I came across an allegedly very efficient and elegant CRC implementation and I am trying to really understand all the steps. I understand the CRC-CCITT 0x1021 implementations that iterate over each bit, but I am struggling to get this one. This is the code.
/*
* Original Code by Ashley Roll
*/
uint16_t crc16(uint8_t* data, uint16_t length){
uint8_t x;
uint16_t crc = 0xFFFF;
while (length--){
x = crc >> 8 ^ *data++;
x ^= x>>4;
crc = (crc << 8) ^ ((uint16_t)(x << 12)) ^ ((uint16_t)(x <<5)) ^ ((uint16_t)x);
}
return crc;
}
Could anyone explain to me a little bit deeper what is going on with the x variable? This is what I was able to grasp until now
x = crc >> 8 ^ *data++; // Here, we take the high byte of the register
// and we XOR it with the next 8 bits of data. Why?
x ^= x>>4; // Then, we XOR it with its last four bits?
// And we always remain with 4 possible non-zero bits, right?
// Why do we do this?
crc = (crc << 8) ^ ((uint16_t)(x << 12)) ^ ((uint16_t)(x <<5)) ^ ((uint16_t)x);
// Finally, we drop the oldest (highest) byte from the register
// And XOR it with rotations of x, according to the polynomial
// 0x1021, which is x^16 + x^12 + x^5 + 1
// Is (16-12) = 4 the reason why x has 4 possible non-zero bits?
I guess that this algorithm is just the equivalent of 8 loops of a bitwise algorithm but I would appreciate some clarification.

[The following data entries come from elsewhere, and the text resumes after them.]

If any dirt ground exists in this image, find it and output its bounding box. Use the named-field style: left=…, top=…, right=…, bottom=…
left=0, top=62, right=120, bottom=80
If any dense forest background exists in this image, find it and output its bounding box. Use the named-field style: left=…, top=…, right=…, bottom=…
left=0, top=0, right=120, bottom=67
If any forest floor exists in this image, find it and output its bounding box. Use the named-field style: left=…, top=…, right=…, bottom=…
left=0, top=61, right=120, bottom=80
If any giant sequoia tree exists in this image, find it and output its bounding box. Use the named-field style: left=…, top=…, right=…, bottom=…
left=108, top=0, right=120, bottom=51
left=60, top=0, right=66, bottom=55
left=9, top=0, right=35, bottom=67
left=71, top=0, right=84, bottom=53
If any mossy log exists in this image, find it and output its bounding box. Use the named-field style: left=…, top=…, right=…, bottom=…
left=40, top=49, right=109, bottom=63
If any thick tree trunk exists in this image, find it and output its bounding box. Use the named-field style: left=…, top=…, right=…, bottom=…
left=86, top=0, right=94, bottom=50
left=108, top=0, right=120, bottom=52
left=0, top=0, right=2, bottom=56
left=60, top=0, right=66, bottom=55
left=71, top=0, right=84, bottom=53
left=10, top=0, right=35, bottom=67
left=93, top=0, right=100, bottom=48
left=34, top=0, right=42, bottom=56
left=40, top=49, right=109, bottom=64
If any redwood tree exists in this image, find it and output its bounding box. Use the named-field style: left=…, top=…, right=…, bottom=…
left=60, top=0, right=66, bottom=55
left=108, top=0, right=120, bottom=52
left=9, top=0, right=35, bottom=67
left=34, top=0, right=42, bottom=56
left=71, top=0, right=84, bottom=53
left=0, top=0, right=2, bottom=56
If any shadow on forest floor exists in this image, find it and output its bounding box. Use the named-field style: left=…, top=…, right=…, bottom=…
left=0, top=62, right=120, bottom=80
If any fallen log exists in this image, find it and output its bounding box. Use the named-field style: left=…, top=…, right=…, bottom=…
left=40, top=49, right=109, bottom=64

Thanks for your time.
It would have helped if the code included a comment that x is the quotient to be used to process 8 bits at a time using a binary borrowless divide.
The crc divides the data + 16 pad bits of zero by poynomial, and the remainder is the CRC.
poly = x^16 + x^12 + x^5 + 1 = 0x11021 = 10001000000100001 (binary)
To process 8 bits at a time, each step divides the bits aaaabbbb0000000000000000 by 10001000000100001, where aaaabbbb is the upper 8 bits of the crc xor'ed with the next data byte. This can be done in a single divide step by noting the quotient = x = (aaaabbbb)^(aaaabbbb>>4) = aaaacccc, where c = a^b, so a^c = b, and a^b^c = 0:
aaaacccc
--------------------------
10001000000100001 | aaaabbbb0000000000000000
aaaacccc
aaaacccc
aaaacccc
aaaacccc
----------------
cccbaaacbbbacccc
In the questions code, the bits above x^16 are not generated, since it is known they will cancel out bits x^16 through x^23. The left shift of 12 shifts off the upper 4 bits, corresponding to bits x^16 to x^19, and there is no left shift of 16.
example: data = 0x31 0x32 = 00110001 00110010
crc = 1111111111111111
x = (crc>>8)^00110001 = 11001110
q = (x)^(x>>4) = 11000010
11000010
-------------------------
10001000000100001 |110011100000000000000000
11000010
11000010
11000010
11000010
----------------
0011100010000010
crc = (crc<<8)^0011100010000010 = 1100011110000010
x = (crc>>8) ^ 00110010 = 11110101
q = (x)^(x>>4) = 11111010
11111010
-------------------------
10001000000100001 |111101010000000000000000
11111010
11111010
11111010
11111010
----------------
1011111110111010
crc = (crc<<8)^1011111110111010 = 0011110110111010 = 0x3dba
As commented, a table look up should be faster. If a cpu has a fast carryless multiply, such as X86 pclmulqdq, then a faster still assembly program can be used, but it's over 500 lines long (to "fold" 128 bytes at a time in parallel using xmm registers). The assembly code below doesn't document the constants (rk...); they are powers of 2 modulo the polynomial used for "folding", except rk7 = "(2^n)/polynomial", and rk8 = polynomial.
https://github.com/intel/isa-l/blob/master/crc/crc16_t10dif_01.asm
I converted the code to Visual Studio ML64.EXE (MASM) and Windows, and have source code for crc16, crc32, crc64, non-reflected (non-reversed) and reflected).